Übrigens

Bitte keine Oberlehrer!

Ostern in Polen. Das waren wieder dampfende Würste am hellichten Morgen, Jugendliche, die einer alten Tradition wegen am Ostermontag mit Wasser rumspritzen.

12.04.2016

Von Tobias Zug

Und tückische Schlaglöcher auf den Nebenstraßen – nicht viel hat sich so gesehen verändert in Polen, wo wir die Familie meiner Ehefrau besuchten. Ich liebe dieses Land; seine Traditionen, das Familienbewusstsein, den fatalistischen Humor der Menschen. Alles wäre so schön – wenn diese verdammte Politik nicht wäre!

Denn die neue polnische Regierung sorgt für, sagen wir mal: Missstimmung in den Beziehungen vor allem zu Deutschland. So sehr, dass mich tatsächlich Bekannte fragen, ob es derzeit ratsam sei, nach Polen zu fahren. Wegen jener jetzt regierenden Pis-Partei, diese rechtspopulistischen Tunichtgute, die sich doch so gegen Flüchtlinge wehren und die Verfassung oder gar die Demokratie abschaffen wollen. Antwort: Ja – es ist immer ratsam, sich selbst vor Ort ein Bild zu machen!

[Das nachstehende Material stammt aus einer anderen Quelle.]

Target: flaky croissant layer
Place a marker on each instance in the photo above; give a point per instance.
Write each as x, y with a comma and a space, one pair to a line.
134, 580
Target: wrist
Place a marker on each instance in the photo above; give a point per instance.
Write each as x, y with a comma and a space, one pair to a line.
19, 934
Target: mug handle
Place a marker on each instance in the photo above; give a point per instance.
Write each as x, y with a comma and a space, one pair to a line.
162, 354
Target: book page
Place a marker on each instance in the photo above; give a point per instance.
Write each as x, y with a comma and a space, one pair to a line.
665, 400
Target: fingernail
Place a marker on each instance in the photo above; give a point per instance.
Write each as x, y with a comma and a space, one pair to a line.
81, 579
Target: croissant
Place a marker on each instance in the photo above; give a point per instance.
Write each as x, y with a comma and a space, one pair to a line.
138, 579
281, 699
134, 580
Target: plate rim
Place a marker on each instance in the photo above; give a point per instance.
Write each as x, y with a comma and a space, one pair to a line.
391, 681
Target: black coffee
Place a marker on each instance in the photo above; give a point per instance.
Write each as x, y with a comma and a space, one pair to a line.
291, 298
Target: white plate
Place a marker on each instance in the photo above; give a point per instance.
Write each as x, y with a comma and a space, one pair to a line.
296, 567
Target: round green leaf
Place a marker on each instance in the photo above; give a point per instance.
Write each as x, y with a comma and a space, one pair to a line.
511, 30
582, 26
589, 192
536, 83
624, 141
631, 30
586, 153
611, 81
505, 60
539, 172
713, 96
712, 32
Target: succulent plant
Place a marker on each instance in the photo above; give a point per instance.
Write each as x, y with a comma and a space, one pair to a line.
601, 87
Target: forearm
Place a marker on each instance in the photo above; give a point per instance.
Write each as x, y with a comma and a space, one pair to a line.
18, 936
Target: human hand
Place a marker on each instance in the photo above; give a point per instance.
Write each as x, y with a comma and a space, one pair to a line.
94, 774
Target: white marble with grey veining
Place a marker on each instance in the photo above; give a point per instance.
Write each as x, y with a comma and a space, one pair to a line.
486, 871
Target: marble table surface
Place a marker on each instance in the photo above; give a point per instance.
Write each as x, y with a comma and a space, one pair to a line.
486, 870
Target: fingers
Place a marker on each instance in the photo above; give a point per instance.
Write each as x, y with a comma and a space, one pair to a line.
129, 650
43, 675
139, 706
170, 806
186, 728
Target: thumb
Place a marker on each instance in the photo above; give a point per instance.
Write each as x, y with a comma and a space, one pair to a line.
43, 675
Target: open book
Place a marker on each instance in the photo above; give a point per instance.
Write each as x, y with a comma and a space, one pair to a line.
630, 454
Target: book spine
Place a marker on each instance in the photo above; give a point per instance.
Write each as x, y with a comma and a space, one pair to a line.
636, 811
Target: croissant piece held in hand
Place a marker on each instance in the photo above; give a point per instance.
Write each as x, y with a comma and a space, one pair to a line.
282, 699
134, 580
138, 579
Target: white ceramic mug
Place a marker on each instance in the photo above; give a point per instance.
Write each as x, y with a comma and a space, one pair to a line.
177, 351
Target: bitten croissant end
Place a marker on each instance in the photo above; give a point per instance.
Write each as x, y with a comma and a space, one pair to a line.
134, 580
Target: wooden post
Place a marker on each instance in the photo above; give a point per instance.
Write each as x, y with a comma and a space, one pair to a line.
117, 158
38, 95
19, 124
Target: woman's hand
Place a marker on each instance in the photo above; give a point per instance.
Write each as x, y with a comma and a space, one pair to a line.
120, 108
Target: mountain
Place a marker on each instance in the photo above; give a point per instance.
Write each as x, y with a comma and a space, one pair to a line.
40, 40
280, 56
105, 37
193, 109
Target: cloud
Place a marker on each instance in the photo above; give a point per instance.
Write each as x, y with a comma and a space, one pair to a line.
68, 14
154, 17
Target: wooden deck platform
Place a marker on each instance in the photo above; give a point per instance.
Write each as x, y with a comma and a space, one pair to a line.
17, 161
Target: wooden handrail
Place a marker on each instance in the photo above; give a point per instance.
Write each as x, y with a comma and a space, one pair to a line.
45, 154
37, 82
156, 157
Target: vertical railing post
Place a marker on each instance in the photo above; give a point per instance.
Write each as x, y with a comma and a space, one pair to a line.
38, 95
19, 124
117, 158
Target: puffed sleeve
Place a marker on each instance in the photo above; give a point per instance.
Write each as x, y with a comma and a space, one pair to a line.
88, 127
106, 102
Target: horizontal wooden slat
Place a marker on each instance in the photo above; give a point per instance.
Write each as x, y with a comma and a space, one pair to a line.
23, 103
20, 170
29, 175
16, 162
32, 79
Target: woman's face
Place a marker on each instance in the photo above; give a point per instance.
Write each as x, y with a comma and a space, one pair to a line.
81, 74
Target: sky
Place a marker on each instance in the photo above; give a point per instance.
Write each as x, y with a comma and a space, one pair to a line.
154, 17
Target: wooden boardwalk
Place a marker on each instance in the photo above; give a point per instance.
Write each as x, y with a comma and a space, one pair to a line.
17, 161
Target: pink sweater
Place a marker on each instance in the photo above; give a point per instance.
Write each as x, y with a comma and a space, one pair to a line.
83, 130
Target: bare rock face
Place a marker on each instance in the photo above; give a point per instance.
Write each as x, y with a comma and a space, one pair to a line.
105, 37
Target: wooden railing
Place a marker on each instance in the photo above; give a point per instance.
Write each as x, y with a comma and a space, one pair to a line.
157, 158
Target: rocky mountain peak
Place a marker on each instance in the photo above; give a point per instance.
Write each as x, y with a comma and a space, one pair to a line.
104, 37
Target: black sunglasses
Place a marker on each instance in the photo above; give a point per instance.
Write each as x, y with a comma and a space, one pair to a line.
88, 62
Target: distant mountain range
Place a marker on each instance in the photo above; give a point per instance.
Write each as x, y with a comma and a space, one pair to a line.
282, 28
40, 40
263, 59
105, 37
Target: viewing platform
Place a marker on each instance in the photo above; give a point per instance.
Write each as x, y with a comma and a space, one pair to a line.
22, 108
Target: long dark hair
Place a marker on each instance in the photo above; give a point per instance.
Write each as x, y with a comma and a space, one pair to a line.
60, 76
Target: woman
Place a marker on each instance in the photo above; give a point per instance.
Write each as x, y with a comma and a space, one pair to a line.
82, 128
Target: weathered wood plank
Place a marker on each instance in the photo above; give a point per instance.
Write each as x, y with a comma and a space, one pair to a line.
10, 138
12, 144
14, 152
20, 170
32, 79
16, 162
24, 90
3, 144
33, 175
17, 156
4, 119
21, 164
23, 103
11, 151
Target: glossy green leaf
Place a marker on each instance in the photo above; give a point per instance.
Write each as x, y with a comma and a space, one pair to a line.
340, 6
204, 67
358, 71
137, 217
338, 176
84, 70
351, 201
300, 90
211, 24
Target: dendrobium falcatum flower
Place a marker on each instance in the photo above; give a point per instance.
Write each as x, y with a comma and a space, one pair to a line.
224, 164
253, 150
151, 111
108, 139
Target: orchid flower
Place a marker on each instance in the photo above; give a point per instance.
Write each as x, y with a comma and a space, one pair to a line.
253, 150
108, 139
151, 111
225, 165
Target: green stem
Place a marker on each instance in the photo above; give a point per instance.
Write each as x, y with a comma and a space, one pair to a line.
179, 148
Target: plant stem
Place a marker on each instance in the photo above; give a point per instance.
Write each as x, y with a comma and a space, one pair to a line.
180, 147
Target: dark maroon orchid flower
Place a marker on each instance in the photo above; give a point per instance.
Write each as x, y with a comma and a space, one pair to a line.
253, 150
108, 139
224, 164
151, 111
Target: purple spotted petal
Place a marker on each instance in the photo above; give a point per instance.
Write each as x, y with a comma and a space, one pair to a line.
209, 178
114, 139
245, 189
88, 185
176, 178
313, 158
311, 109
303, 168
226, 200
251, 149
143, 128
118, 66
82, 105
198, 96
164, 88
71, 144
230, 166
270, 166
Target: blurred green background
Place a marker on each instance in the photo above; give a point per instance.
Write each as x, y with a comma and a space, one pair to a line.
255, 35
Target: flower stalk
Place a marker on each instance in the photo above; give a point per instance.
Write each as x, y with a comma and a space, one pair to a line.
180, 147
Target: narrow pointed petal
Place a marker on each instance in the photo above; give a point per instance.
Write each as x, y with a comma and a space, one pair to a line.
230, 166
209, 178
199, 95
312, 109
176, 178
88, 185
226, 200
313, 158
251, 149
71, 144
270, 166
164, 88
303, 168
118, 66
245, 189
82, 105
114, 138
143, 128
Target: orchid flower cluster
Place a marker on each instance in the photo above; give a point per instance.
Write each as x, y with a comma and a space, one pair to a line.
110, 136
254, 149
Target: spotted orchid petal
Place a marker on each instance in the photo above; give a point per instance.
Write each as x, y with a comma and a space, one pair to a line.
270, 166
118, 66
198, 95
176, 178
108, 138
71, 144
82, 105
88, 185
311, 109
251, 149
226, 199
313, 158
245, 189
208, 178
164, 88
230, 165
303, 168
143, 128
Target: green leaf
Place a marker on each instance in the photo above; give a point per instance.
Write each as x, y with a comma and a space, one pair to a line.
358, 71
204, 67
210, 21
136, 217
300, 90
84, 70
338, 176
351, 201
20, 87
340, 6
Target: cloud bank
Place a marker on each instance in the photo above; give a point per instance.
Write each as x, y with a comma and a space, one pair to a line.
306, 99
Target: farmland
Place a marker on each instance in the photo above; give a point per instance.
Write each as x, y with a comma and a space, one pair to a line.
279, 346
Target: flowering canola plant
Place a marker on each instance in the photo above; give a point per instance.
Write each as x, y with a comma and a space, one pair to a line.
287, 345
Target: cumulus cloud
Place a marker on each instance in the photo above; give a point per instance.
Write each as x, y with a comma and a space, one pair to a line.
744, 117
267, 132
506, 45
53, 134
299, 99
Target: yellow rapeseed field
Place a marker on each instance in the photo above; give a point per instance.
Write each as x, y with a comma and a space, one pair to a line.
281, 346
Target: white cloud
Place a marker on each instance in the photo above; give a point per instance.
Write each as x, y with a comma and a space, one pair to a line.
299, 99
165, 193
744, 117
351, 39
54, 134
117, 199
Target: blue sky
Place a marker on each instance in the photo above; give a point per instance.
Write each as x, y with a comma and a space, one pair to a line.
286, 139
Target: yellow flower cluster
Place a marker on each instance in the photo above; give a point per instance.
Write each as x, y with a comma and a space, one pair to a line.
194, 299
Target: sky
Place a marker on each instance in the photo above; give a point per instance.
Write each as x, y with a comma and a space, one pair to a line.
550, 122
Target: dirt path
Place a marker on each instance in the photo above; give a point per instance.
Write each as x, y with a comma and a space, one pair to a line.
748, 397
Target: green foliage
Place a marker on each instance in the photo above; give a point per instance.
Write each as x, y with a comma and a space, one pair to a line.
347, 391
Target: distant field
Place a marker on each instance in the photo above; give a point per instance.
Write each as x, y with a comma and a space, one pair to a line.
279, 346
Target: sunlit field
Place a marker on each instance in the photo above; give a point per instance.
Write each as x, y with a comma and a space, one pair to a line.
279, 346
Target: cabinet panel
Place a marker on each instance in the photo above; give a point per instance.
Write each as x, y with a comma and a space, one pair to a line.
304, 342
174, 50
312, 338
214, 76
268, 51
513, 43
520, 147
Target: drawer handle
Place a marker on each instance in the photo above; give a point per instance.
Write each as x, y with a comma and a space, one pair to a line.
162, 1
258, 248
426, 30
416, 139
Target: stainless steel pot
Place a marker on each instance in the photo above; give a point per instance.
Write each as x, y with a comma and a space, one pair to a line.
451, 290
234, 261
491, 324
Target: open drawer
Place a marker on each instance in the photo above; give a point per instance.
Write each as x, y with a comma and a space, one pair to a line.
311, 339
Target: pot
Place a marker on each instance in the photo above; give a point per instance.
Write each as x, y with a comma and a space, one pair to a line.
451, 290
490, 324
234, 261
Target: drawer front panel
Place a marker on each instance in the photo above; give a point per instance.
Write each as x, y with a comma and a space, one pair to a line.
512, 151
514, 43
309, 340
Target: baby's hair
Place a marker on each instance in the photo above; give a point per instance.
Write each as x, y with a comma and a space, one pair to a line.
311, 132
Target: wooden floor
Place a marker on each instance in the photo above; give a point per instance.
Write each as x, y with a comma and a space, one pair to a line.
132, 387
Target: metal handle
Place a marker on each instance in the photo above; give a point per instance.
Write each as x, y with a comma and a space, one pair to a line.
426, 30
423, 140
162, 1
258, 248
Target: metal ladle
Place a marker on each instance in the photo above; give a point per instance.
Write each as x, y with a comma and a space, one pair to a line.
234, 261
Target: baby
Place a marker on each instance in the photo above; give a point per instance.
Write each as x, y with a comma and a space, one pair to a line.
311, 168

Den meisten Menschen in Polen geht es so gut oder so schlecht wie zuvor auch. Sie arbeiten für einen Monatsverdienst von etwa 500 bis 800 Euro brutto, dabei sind die Lebensmittelkosten in etwa gleich wie hier. Benzin ist in Polen teilweise sogar teurer. Wenn meine Frau früher die insgesamt 60 Kilometer zu ihrem Physiotherapeuten-Job nicht mit dem Fahrrad gefahren wäre, hätte sie draufzahlen müssen. Nur die Dienstleistungen sind meist erheblich günstiger.

Umso mehr ärgert es viele Polen, wenn aus wohlhabenderen Ländern der Europäischen Union (EU) teils harsche Kritik an ihrem Land und ihrer – demokratisch legitimierten! – Regierung geübt wird: Für viele im Land hat die Vorgängerpartei Platforma zu viele Zugeständnisse an die EU gemacht statt sich um die Sorgen und Nöte der Menschen im eigenen Land zu kümmern. Deshalb auch der Regierungswechsel.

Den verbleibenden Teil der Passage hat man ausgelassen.